Namun ingatan publik mengenai kehadiran Presiden Prabowo Subianto dalam peringatan 80 tahun kemenangan Perang Perlawanan Rakyat Tiongkok melawan Agresi Jepang dan Perang Anti-Fasis Dunia pada 3 September 2025 di China terus membekas.
Ada makna yang mendalam yang menarik untuk dikupas kembali, bahwa kehadiran Presiden Prabowo ke China saat itu bukan sekadar undangan diplomatik, melainkan pesan geopolitik yang tajam.
Ketika Beijing menggelar parade militer terbesar dalam sejarahnya, Indonesia tampil di panggung global dengan makna yang jauh melampaui seremoni peringatan.
Posisi berdiri Presiden Prabowo sejajar dengan Presiden Tiongkok Xi Jinping, Presiden Rusia Vladimir Putin, dan Pemimpin Korea Utara Kim Jong Un bukan hanya soal protokoler. Tetapi ini seperti simbol pergeseran peran Indonesia sebagai penyeimbang di tengah peta kekuatan dunia yang sedang berubah.

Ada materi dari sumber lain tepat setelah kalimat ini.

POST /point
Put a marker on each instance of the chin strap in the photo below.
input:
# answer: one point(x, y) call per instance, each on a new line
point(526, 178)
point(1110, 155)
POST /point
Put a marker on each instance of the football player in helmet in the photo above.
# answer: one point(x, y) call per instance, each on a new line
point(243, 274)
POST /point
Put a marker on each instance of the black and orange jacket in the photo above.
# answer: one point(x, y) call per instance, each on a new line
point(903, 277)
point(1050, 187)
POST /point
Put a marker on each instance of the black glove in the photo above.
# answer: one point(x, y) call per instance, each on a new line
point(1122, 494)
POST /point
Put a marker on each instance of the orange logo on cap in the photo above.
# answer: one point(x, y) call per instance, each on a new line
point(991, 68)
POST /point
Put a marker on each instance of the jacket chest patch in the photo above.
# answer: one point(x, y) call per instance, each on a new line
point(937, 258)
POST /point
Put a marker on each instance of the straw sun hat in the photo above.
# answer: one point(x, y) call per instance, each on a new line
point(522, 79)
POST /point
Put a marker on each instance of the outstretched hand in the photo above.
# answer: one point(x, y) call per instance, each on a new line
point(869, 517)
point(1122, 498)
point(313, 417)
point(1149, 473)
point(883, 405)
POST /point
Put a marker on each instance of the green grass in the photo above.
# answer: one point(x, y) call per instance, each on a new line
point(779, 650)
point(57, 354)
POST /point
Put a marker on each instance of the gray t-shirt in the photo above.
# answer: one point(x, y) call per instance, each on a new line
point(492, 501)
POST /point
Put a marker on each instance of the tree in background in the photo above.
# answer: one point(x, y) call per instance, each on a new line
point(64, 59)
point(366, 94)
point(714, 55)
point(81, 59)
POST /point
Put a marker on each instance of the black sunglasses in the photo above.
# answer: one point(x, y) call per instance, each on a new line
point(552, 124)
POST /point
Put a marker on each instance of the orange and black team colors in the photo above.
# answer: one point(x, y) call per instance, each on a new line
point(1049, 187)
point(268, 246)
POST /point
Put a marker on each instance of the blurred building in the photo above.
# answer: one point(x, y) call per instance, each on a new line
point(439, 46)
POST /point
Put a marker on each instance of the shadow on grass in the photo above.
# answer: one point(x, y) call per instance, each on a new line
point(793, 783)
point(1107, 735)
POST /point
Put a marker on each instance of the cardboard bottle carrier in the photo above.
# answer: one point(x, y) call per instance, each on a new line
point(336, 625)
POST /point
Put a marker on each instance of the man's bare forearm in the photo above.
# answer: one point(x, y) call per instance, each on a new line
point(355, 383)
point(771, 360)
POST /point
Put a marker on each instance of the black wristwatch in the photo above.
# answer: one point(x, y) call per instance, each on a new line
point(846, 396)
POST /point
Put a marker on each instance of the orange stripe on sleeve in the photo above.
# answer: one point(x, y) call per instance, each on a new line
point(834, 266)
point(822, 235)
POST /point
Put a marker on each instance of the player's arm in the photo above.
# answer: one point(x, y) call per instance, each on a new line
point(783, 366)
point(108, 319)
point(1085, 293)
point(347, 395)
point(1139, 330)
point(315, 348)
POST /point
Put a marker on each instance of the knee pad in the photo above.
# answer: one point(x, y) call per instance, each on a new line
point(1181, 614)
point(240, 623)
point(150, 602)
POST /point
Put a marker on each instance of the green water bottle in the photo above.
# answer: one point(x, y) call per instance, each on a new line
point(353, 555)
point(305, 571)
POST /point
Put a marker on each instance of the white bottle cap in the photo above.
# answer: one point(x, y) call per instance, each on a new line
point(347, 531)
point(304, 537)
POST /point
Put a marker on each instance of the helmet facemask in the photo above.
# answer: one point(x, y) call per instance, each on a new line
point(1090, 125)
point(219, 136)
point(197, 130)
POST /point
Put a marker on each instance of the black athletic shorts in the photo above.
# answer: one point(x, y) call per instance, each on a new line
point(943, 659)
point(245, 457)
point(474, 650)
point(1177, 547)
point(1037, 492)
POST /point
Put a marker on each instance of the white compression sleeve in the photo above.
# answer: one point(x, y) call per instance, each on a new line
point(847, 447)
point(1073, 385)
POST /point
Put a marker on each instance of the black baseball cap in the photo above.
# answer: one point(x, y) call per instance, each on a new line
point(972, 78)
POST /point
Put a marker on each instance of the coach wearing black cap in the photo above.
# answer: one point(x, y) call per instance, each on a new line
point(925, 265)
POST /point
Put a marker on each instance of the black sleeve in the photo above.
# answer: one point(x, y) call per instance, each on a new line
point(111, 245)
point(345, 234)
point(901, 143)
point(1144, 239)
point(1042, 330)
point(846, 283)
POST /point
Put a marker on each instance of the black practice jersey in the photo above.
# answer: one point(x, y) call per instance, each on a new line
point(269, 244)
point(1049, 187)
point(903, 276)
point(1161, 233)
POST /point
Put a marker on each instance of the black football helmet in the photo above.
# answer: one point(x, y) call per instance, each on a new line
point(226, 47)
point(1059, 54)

Tiongkok memanfaatkan momentum ini untuk menunjukkan kapabilitas militernya. Pameran tank generasi keempat, jet tempur siluman, sistem tanpa awak, dan rudal hipersonik anti-kapal menjadi bukti kesiapan Tentara Pembebasan Rakyat dalam menghadapi tantangan global.
Namun, di balik kekuatan senjata, pesan strategis Beijing jauh lebih dalam bahwa Tiongkok menegaskan posisinya sebagai poros utama dalam tatanan dunia multipolar.
Indonesia, melalui kehadiran Presiden Prabowo, memberi sinyal bahwa Jakarta tidak sekadar menjadi penonton, melainkan pemain kunci yang siap menentukan arah kebijakan kawasan Indo-Pasifik.
Indonesia berada di pusat perhatian karena memiliki posisi unik. Secara geografis, Indonesia adalah gerbang strategis di jalur perdagangan global, penghubung Samudra Hindia dan Pasifik, sekaligus salah satu kunci keamanan maritim di kawasan.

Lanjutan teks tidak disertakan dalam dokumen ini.